Infinite Series: Convergence & Sum of $\frac{1}{n(n+k)}$

[godtripp]

$$\sum\frac{1}{n(n+k)}$$ from n=1 to infinity

find that the series is convergent and find it's sum.

Now I'm a bit confused... I can show it's convergent with k=1
and I attempted the same thing with k by breaking this into partial fractions. But I'm given a harmonic series that is divergent minus another divergent series... how can this be convergent?

 

[micromass]

Well, let's look at the series $$\sum{\frac{k}{n(n+k)}$$ instead. You are probably aware that you can split this in partial fractions:

$$\frac{k}{n(n+k)}=\frac{1}{n}-\frac{1}{n+k}$$

Now it's not immediately clear what happens if you sum the above series. Try taking k=2 and write 10 terms of the above series. You will see that a lot of terms vanish. This will give you an idea for the general proof...

 

[godtripp]

Thank you micromass, I'll try expanding that out as soon as I get home. I'm sure it'll telescope out... there is one thing driving me nuts however.

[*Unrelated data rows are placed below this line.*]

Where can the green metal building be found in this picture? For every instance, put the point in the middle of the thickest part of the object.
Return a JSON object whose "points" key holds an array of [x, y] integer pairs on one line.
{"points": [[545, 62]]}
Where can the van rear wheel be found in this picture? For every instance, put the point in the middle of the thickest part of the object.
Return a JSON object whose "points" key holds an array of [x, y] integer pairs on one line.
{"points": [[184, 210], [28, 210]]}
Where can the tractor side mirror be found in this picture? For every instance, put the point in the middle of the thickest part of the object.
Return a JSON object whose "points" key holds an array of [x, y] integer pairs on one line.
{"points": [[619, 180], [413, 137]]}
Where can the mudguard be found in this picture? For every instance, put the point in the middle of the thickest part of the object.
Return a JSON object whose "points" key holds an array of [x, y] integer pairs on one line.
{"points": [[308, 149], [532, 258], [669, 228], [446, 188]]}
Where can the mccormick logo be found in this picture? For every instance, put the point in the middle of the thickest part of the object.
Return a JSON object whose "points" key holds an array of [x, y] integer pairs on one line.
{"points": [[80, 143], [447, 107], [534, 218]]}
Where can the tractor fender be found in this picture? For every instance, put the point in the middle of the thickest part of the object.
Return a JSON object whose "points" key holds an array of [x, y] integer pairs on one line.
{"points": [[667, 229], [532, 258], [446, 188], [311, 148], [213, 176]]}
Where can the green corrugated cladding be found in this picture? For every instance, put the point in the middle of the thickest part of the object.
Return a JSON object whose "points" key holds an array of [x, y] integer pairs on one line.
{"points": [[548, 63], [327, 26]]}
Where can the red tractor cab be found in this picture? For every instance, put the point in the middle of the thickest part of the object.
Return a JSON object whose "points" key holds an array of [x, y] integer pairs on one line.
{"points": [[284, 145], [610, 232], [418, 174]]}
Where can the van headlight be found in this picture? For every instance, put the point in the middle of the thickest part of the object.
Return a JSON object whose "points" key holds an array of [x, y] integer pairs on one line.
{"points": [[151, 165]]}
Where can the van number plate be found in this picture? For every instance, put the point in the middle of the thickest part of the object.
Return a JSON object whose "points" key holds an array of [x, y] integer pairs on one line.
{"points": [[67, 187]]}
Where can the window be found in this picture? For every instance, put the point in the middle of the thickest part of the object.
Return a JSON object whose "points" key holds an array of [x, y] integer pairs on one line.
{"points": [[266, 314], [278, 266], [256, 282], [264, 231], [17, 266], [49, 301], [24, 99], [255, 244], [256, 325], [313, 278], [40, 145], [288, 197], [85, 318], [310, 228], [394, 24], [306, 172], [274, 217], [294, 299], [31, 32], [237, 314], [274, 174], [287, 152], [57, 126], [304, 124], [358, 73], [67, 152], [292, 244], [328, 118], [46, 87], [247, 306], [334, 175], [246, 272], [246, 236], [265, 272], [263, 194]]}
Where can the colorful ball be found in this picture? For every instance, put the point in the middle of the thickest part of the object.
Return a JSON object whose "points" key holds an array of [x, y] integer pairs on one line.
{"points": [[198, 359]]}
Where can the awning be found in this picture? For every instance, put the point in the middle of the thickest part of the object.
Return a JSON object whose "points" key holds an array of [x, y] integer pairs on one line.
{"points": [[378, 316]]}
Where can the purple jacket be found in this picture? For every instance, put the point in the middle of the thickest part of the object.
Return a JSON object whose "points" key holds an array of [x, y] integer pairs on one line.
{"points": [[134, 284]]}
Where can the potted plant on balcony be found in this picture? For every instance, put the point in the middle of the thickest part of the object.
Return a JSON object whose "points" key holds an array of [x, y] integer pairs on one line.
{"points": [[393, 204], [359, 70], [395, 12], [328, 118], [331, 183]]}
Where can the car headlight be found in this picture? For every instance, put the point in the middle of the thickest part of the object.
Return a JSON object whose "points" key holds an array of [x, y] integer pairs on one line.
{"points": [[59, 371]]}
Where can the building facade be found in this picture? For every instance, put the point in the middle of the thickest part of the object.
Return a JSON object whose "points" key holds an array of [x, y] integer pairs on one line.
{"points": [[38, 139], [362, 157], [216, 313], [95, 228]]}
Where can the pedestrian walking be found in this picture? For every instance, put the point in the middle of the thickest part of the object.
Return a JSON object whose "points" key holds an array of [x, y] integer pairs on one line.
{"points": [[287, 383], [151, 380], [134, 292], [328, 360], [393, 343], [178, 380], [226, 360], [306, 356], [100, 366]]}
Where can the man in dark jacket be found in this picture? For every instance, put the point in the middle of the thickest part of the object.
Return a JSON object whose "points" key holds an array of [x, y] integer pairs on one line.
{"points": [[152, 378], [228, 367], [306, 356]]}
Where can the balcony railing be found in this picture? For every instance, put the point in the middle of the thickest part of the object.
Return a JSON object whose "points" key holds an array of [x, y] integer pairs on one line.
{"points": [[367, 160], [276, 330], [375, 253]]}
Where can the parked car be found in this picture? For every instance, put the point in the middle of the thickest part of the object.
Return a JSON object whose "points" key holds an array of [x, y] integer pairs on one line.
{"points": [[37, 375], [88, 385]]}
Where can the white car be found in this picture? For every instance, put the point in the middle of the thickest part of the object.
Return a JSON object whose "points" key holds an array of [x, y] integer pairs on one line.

$$\sum 1/n$$ is a harmonic series... which is divergent.

I'm not sure about $$\sum 1/(n+k)$$

since series have the property that $$\sum (a-b)$$=$$\sum a$$ - $$\sum b$$

how is it that the difference between a divergent series and a convergent (or divergent series) results in a convergent series?

 

[micromass]

Well, for one thing, the series $$\sum{\frac{1}{n+k}}$$ is divergent.

But that aside, you state the equality

$$\sum(a_n-b_n)=\sum a_n - \sum b_n$$

This statement is INCORRECT. This is only correct is both sequences are convergent. Thus this equality is not applicable in this case.

 

[godtripp]

Thank you!